As these DA servers are a bit new, the rspamd installations haven’t done much learning yet. Over time they will improve, and I’ll be making improvements to them over time as well. For the most part I’ve left defaults in place for the rspamd configuration globally so that I could observe results and user experiences, so hearing yours does help me to gauge the value and direction of adjusting the global configuration.

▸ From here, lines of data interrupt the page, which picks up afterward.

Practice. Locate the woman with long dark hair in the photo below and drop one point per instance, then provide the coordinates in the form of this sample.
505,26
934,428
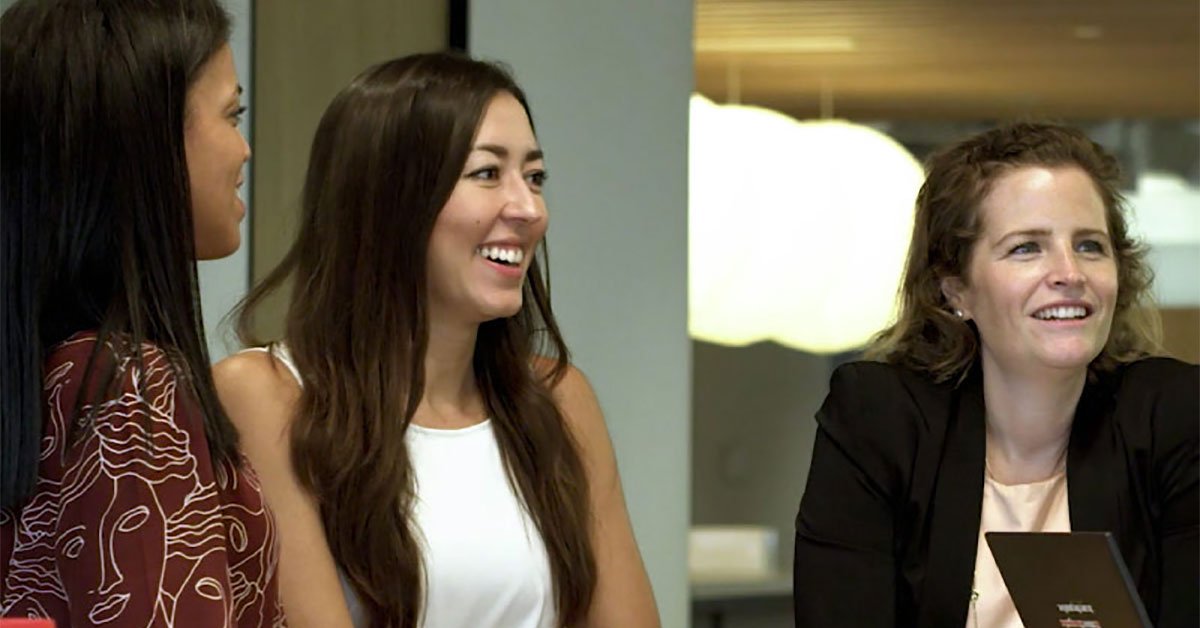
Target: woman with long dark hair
125,500
409,430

I suppose the short version of what I’m trying to say is hang in there, and keep the feedback coming as it’s quite helpful.

1 Like

It does reject at a high threshold. Ideally that threshold should be reserved for incredibly obvious spam (that an algorithm can catch) or senders who have made such offensive mistakes that they probably don’t reach many of their recipients (rarely a legitimate sender does really bad things - like a “-all” on SPF and then sending from an IP not in their SPF).

Right now that rejection is at a 15 score in rspamd. It doesn’t catch much, as I’d like to let users control most of that (within reason of course, as no global rejection is a time bomb). Here’s a look at the last few days on Longhorn for example:

[root@longhorn rspamd]# zgrep "2019-09-14" rspamd.log* | grep "(reject)" | wc -l
51
[root@longhorn rspamd]# zgrep "2019-09-13" rspamd.log* | grep "(reject)" | wc -l
39
[root@longhorn rspamd]# zgrep "2019-09-12" rspamd.log* | grep "(reject)" | wc -l
63
1 Like

Thanks Jarland. I suspected that the new DirectAdmin setup might still be learning. I look forward to seeing it improve over time :slight_smile:

Good to know. I don’t imagine that all of the rejected messages you found in the logs were intended for me, but it might account for some of the reduction I’ve noticed. Either way, I approve!

What I’ve done today:

Added neural learning with redis cache.
https://rspamd.com/doc/modules/neural.html

1 Like

Made further adjustments tonight. Dramatically reduced the positive scoring given to SPF, DKIM, and FCRDNS passes. Given that spammers tend to have no issue meeting these requirements, they should not be weighted as heavily toward the positive.